In outlining its intention to take a risk-sensitive approach, the FSRA said there were four “risk drivers” that it will give “heightened focus” to. One concerns the responsibilities of virtual asset custodians, even when they outsource activities to third parties. Another focus will be on firms’ technology and governance controls. The FSRA also intends to scrutinise whether firms are observing regulatory requirements when engaged in the exchange of virtual assets, and that it will also focus on ensuring there is compliance with rules designed to protect investors in virtual assets – including disclosure requirements.
The FSRA also highlighted its recent recruitment of a new supervisory team with experience in the virtual asset industry, which will inform its supervision of the market.
The new guide also confirms the FSRA’s commitment to delivering a robust, transparent and consistent regulatory framework for businesses engaged in virtual asset activities, to enforcing regulatory breaches, and to applying “high standards” in the authorisation process too.
It said: “This discerning approach is shown by the FSRA’s power to only permit VAs that it deems ‘acceptable’, as determined by risk factors such as security and traceability, in order to prevent the build-up of risk from illiquid or immature assets.
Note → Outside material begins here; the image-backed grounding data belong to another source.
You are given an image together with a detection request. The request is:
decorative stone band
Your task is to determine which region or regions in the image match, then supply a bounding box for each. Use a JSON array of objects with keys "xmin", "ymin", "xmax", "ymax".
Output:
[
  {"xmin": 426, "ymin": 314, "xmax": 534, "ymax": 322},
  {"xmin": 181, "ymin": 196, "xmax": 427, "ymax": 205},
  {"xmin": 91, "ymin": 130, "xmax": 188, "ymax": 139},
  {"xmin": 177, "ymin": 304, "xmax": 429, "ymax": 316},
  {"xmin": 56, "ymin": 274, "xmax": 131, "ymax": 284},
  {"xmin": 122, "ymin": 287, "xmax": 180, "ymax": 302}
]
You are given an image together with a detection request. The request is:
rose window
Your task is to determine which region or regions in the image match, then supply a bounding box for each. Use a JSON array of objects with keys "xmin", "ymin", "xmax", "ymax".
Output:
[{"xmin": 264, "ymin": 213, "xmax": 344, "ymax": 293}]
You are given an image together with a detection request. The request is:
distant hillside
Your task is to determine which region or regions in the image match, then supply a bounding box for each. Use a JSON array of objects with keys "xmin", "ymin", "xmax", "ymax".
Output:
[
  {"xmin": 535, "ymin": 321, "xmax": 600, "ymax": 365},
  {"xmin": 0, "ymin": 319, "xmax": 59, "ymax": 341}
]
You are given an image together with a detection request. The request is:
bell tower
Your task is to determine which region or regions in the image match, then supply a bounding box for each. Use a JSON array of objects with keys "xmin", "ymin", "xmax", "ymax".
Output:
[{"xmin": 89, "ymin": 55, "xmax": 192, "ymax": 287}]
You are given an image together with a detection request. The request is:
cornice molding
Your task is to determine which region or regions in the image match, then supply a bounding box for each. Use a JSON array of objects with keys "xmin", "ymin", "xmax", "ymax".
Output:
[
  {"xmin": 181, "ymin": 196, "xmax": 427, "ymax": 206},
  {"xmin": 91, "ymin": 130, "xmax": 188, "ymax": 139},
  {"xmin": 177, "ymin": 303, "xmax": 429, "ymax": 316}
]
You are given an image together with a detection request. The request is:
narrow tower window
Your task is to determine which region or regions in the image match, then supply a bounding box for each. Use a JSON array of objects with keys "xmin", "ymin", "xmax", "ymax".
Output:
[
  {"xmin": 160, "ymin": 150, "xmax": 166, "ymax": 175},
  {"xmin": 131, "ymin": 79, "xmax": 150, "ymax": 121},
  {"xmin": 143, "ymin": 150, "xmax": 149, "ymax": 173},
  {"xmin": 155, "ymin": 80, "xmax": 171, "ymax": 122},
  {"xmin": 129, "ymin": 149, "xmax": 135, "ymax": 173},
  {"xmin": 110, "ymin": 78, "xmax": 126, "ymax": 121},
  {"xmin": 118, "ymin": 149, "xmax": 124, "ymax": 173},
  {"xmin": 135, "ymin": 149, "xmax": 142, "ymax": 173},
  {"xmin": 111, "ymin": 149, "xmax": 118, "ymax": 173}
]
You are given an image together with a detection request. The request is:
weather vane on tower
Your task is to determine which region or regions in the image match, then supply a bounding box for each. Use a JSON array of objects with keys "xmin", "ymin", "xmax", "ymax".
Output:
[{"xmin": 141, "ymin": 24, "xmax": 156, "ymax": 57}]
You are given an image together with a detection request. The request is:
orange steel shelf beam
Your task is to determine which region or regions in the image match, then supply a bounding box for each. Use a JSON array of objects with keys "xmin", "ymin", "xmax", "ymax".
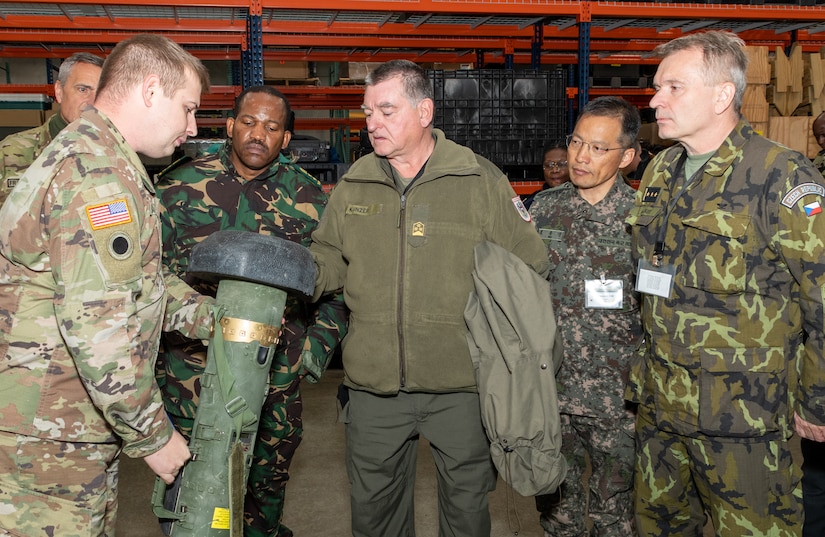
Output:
[
  {"xmin": 260, "ymin": 0, "xmax": 582, "ymax": 17},
  {"xmin": 592, "ymin": 2, "xmax": 825, "ymax": 21}
]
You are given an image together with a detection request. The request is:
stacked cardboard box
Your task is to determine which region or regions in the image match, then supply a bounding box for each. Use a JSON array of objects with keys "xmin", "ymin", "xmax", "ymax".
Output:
[
  {"xmin": 263, "ymin": 61, "xmax": 317, "ymax": 85},
  {"xmin": 742, "ymin": 46, "xmax": 771, "ymax": 136},
  {"xmin": 754, "ymin": 44, "xmax": 822, "ymax": 159}
]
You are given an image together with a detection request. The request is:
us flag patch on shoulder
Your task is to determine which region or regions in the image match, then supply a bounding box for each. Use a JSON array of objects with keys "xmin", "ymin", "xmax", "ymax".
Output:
[{"xmin": 87, "ymin": 199, "xmax": 132, "ymax": 230}]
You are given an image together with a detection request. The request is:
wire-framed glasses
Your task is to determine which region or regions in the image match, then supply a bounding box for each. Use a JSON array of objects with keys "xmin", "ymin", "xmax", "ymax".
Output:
[
  {"xmin": 565, "ymin": 134, "xmax": 625, "ymax": 157},
  {"xmin": 543, "ymin": 160, "xmax": 568, "ymax": 170}
]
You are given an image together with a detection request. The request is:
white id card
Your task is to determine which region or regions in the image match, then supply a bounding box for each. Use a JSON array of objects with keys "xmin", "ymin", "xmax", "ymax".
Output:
[
  {"xmin": 636, "ymin": 258, "xmax": 675, "ymax": 299},
  {"xmin": 585, "ymin": 279, "xmax": 623, "ymax": 309}
]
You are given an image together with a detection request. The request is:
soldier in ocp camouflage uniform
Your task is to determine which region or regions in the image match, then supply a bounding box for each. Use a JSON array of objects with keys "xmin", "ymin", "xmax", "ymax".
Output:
[
  {"xmin": 156, "ymin": 85, "xmax": 348, "ymax": 537},
  {"xmin": 530, "ymin": 96, "xmax": 642, "ymax": 537},
  {"xmin": 0, "ymin": 35, "xmax": 213, "ymax": 537},
  {"xmin": 627, "ymin": 31, "xmax": 825, "ymax": 536},
  {"xmin": 0, "ymin": 51, "xmax": 103, "ymax": 207}
]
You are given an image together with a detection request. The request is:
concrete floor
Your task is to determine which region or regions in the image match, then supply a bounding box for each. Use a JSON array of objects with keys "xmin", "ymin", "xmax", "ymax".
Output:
[
  {"xmin": 115, "ymin": 369, "xmax": 543, "ymax": 537},
  {"xmin": 116, "ymin": 367, "xmax": 800, "ymax": 536}
]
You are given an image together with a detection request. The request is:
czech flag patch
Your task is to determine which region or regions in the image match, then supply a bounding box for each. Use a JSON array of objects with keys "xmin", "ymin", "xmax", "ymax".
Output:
[
  {"xmin": 87, "ymin": 199, "xmax": 132, "ymax": 230},
  {"xmin": 804, "ymin": 201, "xmax": 822, "ymax": 217}
]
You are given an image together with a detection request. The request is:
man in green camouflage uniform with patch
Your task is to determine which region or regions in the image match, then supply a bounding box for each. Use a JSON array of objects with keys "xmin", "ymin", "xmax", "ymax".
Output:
[
  {"xmin": 627, "ymin": 30, "xmax": 825, "ymax": 536},
  {"xmin": 530, "ymin": 96, "xmax": 642, "ymax": 537},
  {"xmin": 0, "ymin": 34, "xmax": 214, "ymax": 537},
  {"xmin": 156, "ymin": 85, "xmax": 347, "ymax": 537},
  {"xmin": 0, "ymin": 51, "xmax": 103, "ymax": 207}
]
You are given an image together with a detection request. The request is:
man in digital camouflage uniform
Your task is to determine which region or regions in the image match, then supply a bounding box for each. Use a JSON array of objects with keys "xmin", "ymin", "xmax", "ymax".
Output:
[
  {"xmin": 530, "ymin": 96, "xmax": 642, "ymax": 537},
  {"xmin": 627, "ymin": 30, "xmax": 825, "ymax": 536},
  {"xmin": 0, "ymin": 51, "xmax": 103, "ymax": 207},
  {"xmin": 156, "ymin": 85, "xmax": 348, "ymax": 537},
  {"xmin": 0, "ymin": 34, "xmax": 214, "ymax": 537}
]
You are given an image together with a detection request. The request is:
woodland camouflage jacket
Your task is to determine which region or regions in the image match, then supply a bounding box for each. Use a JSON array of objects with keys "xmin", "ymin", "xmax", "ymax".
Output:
[{"xmin": 627, "ymin": 120, "xmax": 825, "ymax": 439}]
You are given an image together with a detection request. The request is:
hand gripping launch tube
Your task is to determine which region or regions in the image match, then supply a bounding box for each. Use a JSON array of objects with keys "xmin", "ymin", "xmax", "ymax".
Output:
[{"xmin": 152, "ymin": 230, "xmax": 316, "ymax": 537}]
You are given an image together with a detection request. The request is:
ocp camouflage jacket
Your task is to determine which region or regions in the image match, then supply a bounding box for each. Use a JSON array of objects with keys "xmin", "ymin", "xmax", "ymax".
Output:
[
  {"xmin": 0, "ymin": 115, "xmax": 56, "ymax": 207},
  {"xmin": 0, "ymin": 108, "xmax": 213, "ymax": 457}
]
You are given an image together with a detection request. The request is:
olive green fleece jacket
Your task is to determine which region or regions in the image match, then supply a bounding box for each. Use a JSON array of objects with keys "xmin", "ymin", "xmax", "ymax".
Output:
[{"xmin": 310, "ymin": 129, "xmax": 550, "ymax": 394}]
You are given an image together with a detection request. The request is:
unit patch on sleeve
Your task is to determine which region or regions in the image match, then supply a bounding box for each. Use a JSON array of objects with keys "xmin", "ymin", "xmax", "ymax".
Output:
[
  {"xmin": 780, "ymin": 183, "xmax": 825, "ymax": 209},
  {"xmin": 512, "ymin": 196, "xmax": 531, "ymax": 222},
  {"xmin": 86, "ymin": 199, "xmax": 133, "ymax": 230}
]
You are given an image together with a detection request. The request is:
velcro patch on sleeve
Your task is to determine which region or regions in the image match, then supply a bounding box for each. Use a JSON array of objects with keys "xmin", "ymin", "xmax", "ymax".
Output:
[
  {"xmin": 86, "ymin": 199, "xmax": 132, "ymax": 230},
  {"xmin": 780, "ymin": 183, "xmax": 825, "ymax": 209},
  {"xmin": 512, "ymin": 196, "xmax": 531, "ymax": 222}
]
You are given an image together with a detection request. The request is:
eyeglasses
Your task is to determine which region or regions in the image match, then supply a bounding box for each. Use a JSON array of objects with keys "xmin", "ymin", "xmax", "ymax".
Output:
[
  {"xmin": 543, "ymin": 160, "xmax": 568, "ymax": 170},
  {"xmin": 565, "ymin": 134, "xmax": 625, "ymax": 157}
]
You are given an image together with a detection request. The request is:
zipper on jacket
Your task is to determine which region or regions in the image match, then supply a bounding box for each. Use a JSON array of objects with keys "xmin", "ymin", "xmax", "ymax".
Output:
[{"xmin": 397, "ymin": 192, "xmax": 407, "ymax": 387}]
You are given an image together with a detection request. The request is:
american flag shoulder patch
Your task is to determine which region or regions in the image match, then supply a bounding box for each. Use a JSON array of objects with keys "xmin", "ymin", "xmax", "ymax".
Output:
[{"xmin": 86, "ymin": 199, "xmax": 132, "ymax": 230}]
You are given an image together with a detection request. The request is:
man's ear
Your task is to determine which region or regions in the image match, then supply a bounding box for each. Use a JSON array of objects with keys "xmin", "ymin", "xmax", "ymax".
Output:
[
  {"xmin": 54, "ymin": 80, "xmax": 65, "ymax": 105},
  {"xmin": 142, "ymin": 74, "xmax": 162, "ymax": 107},
  {"xmin": 282, "ymin": 129, "xmax": 293, "ymax": 151},
  {"xmin": 418, "ymin": 98, "xmax": 434, "ymax": 127},
  {"xmin": 714, "ymin": 81, "xmax": 736, "ymax": 115},
  {"xmin": 619, "ymin": 147, "xmax": 636, "ymax": 169}
]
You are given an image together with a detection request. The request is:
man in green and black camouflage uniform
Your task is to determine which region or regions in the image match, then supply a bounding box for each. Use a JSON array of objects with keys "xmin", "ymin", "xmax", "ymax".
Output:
[
  {"xmin": 0, "ymin": 51, "xmax": 103, "ymax": 207},
  {"xmin": 627, "ymin": 30, "xmax": 825, "ymax": 536},
  {"xmin": 156, "ymin": 85, "xmax": 347, "ymax": 537},
  {"xmin": 530, "ymin": 96, "xmax": 642, "ymax": 537}
]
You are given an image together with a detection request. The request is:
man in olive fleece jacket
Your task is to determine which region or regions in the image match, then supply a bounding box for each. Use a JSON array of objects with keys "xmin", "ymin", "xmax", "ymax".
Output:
[{"xmin": 310, "ymin": 59, "xmax": 549, "ymax": 537}]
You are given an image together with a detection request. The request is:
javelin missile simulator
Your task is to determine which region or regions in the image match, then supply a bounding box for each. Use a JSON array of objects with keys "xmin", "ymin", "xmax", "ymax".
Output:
[{"xmin": 152, "ymin": 230, "xmax": 316, "ymax": 537}]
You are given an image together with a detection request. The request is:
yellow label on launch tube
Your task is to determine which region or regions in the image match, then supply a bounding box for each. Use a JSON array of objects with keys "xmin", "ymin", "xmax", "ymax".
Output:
[{"xmin": 211, "ymin": 507, "xmax": 231, "ymax": 529}]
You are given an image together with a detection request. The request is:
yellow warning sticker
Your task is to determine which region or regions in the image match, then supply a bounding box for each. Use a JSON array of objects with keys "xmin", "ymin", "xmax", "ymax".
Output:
[{"xmin": 211, "ymin": 507, "xmax": 230, "ymax": 530}]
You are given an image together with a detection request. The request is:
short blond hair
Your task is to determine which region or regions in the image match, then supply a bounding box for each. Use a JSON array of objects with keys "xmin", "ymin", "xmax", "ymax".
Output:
[{"xmin": 97, "ymin": 34, "xmax": 210, "ymax": 102}]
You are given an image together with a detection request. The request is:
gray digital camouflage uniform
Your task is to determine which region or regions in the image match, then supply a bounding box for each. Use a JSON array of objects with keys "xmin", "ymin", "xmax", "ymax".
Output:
[
  {"xmin": 0, "ymin": 107, "xmax": 214, "ymax": 536},
  {"xmin": 530, "ymin": 178, "xmax": 642, "ymax": 537},
  {"xmin": 0, "ymin": 113, "xmax": 66, "ymax": 207},
  {"xmin": 156, "ymin": 141, "xmax": 347, "ymax": 537},
  {"xmin": 626, "ymin": 120, "xmax": 825, "ymax": 536}
]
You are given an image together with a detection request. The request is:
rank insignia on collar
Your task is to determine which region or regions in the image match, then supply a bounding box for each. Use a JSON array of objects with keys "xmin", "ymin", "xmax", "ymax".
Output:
[{"xmin": 642, "ymin": 187, "xmax": 660, "ymax": 203}]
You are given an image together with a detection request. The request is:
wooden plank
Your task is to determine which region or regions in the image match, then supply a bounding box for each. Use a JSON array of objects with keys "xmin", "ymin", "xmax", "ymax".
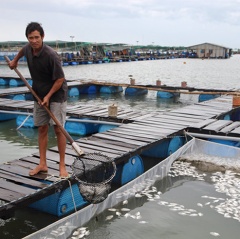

For stablecoins, in addition to this requirement, we only permit those tokens where price stability is maintained by the issuer holding the same fiat currency it purports to be tokenising on a fully backed 1:1 basis. This therefore currently prevents the use within ADGM of other types of stablecoins, such as algorithmic stablecoins.”
The other regulatory principles the FSRA has communicated are focused on addressing the risk of money laundering and other financial crime in the virtual asset market, and on engaging with other financial authorities globally.
Though not legally binding, the principles, according to the FSRA, must be “viewed as a complement to the comprehensive detail of our published framework.”